Mil Helicopters
- Type: Joint-stock company
- Industry: Aerospace
- Founded: 1947; 79 years ago
- Founder: Mikhail Mil
- Headquarters: Tomilino, Russia
- Revenue: $184 million (2017)
- Operating income: $21.5 million (2017; 2011)
- Net income: $6.79 million (2017)
- Total assets: $287 million (2017)
- Total equity: $69.1 million (2017)
- Parent: Russian Helicopters
- Website: rhc.ru/en

= Mil Moscow Helicopter Plant =

Russian designer and producer of helicopters

Mil Moscow Helicopter Plant (Московский вертолётный завод им. М. Л. Миля) is a Russian designer and producer of helicopters headquartered in Tomilino, Moscow. It is a subsidiary of Russian Helicopters.

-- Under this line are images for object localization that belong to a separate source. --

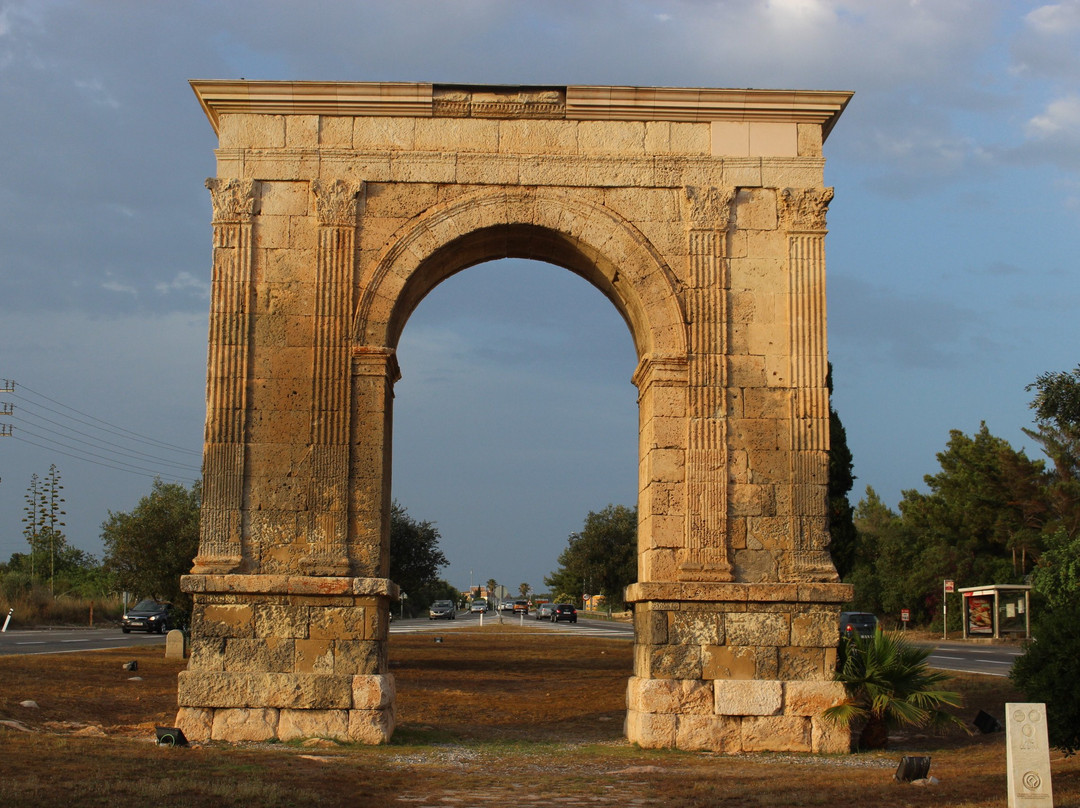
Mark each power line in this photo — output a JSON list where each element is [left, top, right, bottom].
[[0, 379, 202, 481], [11, 382, 201, 456]]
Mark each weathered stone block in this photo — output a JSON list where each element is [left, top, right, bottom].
[[702, 645, 759, 680], [224, 638, 294, 673], [784, 680, 847, 716], [714, 679, 783, 716], [175, 706, 213, 742], [254, 604, 310, 639], [625, 709, 677, 749], [278, 708, 349, 741], [676, 714, 742, 752], [211, 707, 280, 742], [741, 715, 811, 752], [196, 604, 255, 639], [778, 647, 828, 681], [294, 638, 335, 674], [352, 674, 396, 710], [348, 708, 395, 744], [811, 715, 851, 754], [670, 611, 723, 646], [725, 612, 790, 647]]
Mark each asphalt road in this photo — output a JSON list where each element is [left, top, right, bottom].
[[1, 618, 1022, 677], [0, 627, 165, 656]]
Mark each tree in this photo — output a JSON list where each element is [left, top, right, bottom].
[[389, 501, 449, 611], [1011, 526, 1080, 754], [1024, 365, 1080, 539], [827, 364, 858, 579], [825, 630, 966, 750], [21, 465, 68, 591], [518, 582, 530, 599], [900, 423, 1047, 585], [545, 504, 636, 610], [102, 479, 200, 610]]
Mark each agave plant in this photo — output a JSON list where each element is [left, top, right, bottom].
[[824, 629, 967, 750]]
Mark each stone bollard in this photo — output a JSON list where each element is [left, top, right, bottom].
[[165, 629, 187, 660]]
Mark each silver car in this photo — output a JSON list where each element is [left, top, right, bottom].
[[535, 602, 555, 620], [428, 599, 456, 620]]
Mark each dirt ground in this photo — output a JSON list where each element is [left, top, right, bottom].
[[1, 623, 1077, 808]]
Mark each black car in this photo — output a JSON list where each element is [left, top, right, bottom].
[[551, 603, 577, 623], [121, 599, 176, 634], [839, 611, 878, 641]]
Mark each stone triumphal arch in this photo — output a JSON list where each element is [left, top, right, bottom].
[[176, 81, 855, 753]]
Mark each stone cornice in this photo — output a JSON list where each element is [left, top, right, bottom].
[[191, 80, 852, 141]]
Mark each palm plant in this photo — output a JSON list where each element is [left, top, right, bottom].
[[824, 630, 967, 750]]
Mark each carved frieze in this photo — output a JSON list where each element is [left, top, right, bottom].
[[777, 187, 833, 232]]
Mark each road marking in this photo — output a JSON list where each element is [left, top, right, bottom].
[[16, 641, 47, 645], [60, 639, 91, 643], [934, 655, 963, 660]]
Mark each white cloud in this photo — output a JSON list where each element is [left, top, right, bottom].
[[1026, 94, 1080, 137], [1025, 1, 1080, 35], [155, 271, 209, 298]]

The Mil Moscow Helicopter Plant includes a design bureau and an experimental production plant. The Mil Design Bureau is one of the world's leading developers of helicopters, with particular expertise in heavy-lift helicopters. It has developed both civil and military versions in a wide range of payload capacities, including the world's largest in serial production, the Mi-26.

Ninety-five percent of the helicopters in the former Soviet Union were built to Mil designs. Series production facilities for Mil-designed helicopters include Rostvertol in Rostov-on-Don, the Kazan Helicopter Production Association, and the Ulan-Ude Aviation Plant. Mil participates in the Euromil joint venture with Eurocopter.

==History==
Mil was established in 1947 under the guidance of Mikhail Mil as the helicopter laboratory of the Central Aerohydrodynamic Institute in Zhukovsky, Moscow Oblast.

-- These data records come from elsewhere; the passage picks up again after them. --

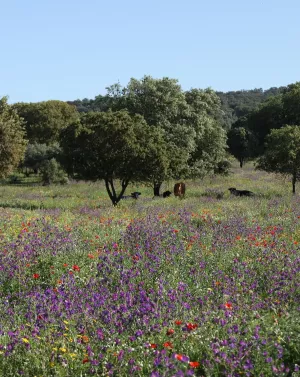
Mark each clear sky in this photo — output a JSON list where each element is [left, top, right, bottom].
[[1, 0, 299, 103]]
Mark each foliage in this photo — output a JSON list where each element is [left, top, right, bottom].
[[213, 157, 232, 176], [216, 86, 285, 129], [256, 125, 300, 193], [39, 158, 68, 185], [189, 117, 227, 177], [236, 83, 300, 157], [116, 76, 227, 192], [70, 86, 285, 131], [245, 95, 284, 154], [0, 97, 27, 178], [282, 82, 300, 125], [60, 110, 169, 205], [227, 126, 256, 167], [67, 77, 228, 194], [23, 142, 62, 173], [13, 100, 80, 144]]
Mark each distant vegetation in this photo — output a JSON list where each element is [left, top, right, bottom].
[[1, 77, 300, 200], [68, 85, 285, 130]]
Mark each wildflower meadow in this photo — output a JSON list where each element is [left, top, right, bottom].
[[0, 164, 300, 376]]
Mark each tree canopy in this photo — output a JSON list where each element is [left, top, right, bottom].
[[0, 97, 27, 178], [99, 76, 228, 195], [232, 82, 300, 158], [60, 110, 169, 205], [256, 125, 300, 193], [227, 126, 256, 168], [13, 100, 79, 144], [23, 143, 62, 173]]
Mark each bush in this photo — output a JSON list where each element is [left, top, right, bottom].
[[214, 158, 232, 176], [7, 174, 22, 184], [40, 158, 68, 185]]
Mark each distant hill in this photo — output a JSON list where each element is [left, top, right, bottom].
[[216, 87, 285, 129]]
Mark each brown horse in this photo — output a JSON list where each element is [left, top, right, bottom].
[[174, 182, 186, 198]]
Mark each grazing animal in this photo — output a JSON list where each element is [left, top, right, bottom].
[[121, 192, 141, 200], [174, 182, 186, 198], [131, 192, 141, 199], [228, 187, 254, 197], [162, 190, 172, 198]]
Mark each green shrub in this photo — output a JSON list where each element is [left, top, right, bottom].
[[40, 158, 68, 185]]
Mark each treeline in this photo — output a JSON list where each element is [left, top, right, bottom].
[[68, 86, 285, 129], [227, 83, 300, 165], [1, 76, 300, 203], [216, 87, 285, 129]]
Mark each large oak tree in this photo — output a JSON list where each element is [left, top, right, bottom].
[[60, 110, 169, 205], [106, 76, 227, 195]]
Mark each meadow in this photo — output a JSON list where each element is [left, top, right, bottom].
[[0, 164, 300, 377]]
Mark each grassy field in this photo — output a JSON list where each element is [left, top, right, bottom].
[[0, 164, 300, 376]]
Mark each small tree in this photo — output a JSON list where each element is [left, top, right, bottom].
[[60, 111, 169, 205], [256, 125, 300, 193], [23, 143, 61, 174], [227, 126, 254, 168], [40, 158, 68, 185], [0, 97, 27, 178]]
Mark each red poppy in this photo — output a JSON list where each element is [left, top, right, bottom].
[[186, 323, 198, 331], [87, 254, 95, 259], [166, 328, 175, 336], [163, 342, 173, 348], [150, 343, 157, 349], [175, 320, 183, 325], [33, 273, 40, 279], [189, 361, 200, 368], [82, 358, 89, 364], [72, 265, 80, 271], [175, 354, 183, 361], [63, 263, 68, 267], [225, 302, 233, 310]]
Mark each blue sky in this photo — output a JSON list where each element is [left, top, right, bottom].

The Mil Mi-1 became the first mass-produced Soviet helicopter. The Mi-8 helicopter, designed in the early 1960s, was a successful design in both military and civil applications, with over 12,000 units being produced.

Mil merged with Kamov and Rostvertol to form Russian Helicopters in 2006. The Mil brand name has been retained, although the new company eliminated overlapping product lines.